D’année en année, Marion Charlet construit une œuvre à partir d’images photographiques qu’elle collecte puis transforme en peinture. Formée à Paris puis à la Villa Arson de Nice, l’artiste développe un vocabulaire visuel reconnaissable : villas contemporaines, piscines, terrasses, jardins luxuriants ou végétation envahissante composent des scènes baignées d’une lumière méditerranéenne.
Présentée au Suquet des Artistes du 4 juillet 2026 au 10 janvier 2027, Felicità rassemble trente-neuf œuvres réalisées entre 2017 et aujourd’hui. L’exposition offre un aperçu de près d’une décennie de création et met en évidence l’importance du paysage dans la pratique de l’artiste.
Entre souvenir et fiction
Chez Marion Charlet, les lieux représentés semblent familiers sans jamais pouvoir être précisément identifiés. À partir de photographies qu’elle réalise elle-même, l’artiste procède par sélection, assemblage et recomposition. Les espaces qui en résultent se situent à la frontière du document et de l’invention.

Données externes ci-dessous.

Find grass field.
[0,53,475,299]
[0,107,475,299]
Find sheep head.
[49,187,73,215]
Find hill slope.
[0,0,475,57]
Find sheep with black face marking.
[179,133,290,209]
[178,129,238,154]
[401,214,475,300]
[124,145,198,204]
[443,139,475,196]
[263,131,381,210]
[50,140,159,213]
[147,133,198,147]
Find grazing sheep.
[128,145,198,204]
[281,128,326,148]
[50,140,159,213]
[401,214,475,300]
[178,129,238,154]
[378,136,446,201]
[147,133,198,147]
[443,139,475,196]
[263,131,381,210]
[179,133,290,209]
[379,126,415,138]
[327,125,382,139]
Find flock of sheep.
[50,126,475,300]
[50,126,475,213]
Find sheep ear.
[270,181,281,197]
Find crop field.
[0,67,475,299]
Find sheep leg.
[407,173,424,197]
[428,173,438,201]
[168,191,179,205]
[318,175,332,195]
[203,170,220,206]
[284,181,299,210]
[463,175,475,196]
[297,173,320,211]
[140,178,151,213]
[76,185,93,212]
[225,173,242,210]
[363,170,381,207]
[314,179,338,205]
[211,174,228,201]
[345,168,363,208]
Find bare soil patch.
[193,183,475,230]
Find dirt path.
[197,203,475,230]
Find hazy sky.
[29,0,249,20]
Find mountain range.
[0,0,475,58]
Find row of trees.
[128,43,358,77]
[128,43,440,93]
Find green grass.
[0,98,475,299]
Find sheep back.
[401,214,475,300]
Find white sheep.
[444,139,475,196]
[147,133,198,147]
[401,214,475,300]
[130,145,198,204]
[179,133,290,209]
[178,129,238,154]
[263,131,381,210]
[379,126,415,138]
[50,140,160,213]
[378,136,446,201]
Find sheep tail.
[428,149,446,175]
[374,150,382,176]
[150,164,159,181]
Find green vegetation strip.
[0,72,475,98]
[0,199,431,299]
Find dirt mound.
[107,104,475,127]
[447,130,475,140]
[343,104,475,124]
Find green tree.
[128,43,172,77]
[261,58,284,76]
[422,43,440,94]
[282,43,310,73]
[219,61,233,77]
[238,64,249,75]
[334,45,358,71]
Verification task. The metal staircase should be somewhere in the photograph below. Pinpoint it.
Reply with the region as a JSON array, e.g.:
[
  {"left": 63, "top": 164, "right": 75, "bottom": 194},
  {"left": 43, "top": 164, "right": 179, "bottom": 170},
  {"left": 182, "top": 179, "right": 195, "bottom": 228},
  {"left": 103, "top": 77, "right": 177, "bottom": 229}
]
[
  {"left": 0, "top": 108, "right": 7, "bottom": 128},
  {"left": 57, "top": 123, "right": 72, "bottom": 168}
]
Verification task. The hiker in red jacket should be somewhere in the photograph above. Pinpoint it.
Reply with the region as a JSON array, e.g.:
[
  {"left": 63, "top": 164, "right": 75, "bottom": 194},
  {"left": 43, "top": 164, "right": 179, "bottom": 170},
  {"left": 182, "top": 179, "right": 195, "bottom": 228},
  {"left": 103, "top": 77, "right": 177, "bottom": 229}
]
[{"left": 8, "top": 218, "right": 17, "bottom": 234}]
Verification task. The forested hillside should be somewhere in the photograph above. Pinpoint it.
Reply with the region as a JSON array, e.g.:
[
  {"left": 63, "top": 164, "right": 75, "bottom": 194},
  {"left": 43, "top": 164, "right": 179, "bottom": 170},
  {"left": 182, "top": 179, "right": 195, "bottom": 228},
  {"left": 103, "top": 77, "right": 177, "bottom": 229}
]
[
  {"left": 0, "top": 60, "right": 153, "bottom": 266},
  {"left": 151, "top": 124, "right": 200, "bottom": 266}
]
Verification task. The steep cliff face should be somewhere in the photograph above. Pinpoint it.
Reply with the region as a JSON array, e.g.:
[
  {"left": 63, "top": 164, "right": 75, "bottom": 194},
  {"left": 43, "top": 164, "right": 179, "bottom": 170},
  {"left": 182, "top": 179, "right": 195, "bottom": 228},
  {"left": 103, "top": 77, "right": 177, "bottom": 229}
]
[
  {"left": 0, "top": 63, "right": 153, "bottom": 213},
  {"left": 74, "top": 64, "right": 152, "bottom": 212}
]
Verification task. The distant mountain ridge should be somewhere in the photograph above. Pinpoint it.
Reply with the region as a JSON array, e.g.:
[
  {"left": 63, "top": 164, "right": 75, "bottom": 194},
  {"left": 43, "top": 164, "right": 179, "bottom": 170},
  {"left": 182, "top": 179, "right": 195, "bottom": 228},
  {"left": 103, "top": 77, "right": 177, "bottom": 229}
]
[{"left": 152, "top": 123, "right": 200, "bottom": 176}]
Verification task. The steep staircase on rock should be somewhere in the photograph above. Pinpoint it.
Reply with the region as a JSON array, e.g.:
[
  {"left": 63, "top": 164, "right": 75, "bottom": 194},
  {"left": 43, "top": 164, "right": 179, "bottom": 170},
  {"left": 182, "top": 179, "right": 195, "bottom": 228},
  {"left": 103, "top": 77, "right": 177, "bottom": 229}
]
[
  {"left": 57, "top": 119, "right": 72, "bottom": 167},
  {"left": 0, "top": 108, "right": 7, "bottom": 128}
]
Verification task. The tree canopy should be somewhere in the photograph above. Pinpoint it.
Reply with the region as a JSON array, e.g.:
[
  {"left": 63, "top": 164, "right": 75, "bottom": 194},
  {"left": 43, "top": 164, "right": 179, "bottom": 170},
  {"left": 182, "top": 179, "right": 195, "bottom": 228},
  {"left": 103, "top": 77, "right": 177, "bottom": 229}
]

Désertées de toute présence humaine, ses compositions instaurent une temporalité suspendue. Les lignes architecturales dialoguent avec une nature abondante qui finit parfois par brouiller les limites entre intérieur et extérieur, entre espace construit et paysage.
Une Méditerranée mentale
Le titre de l’exposition, Felicità, renvoie aux notions de bonheur, de villégiature et d’évasion. Mais derrière la sérénité apparente de ces décors se glisse une forme d’ambiguïté. Si la lumière et les couleurs évoquent la douceur de vivre, certaines œuvres laissent affleurer une atmosphère plus mystérieuse, presque cinématographique.
Par cette tension entre idéalisation et étrangeté, Marion Charlet compose une Méditerranée moins géographique que mentale, faite de souvenirs, de projections et de désirs.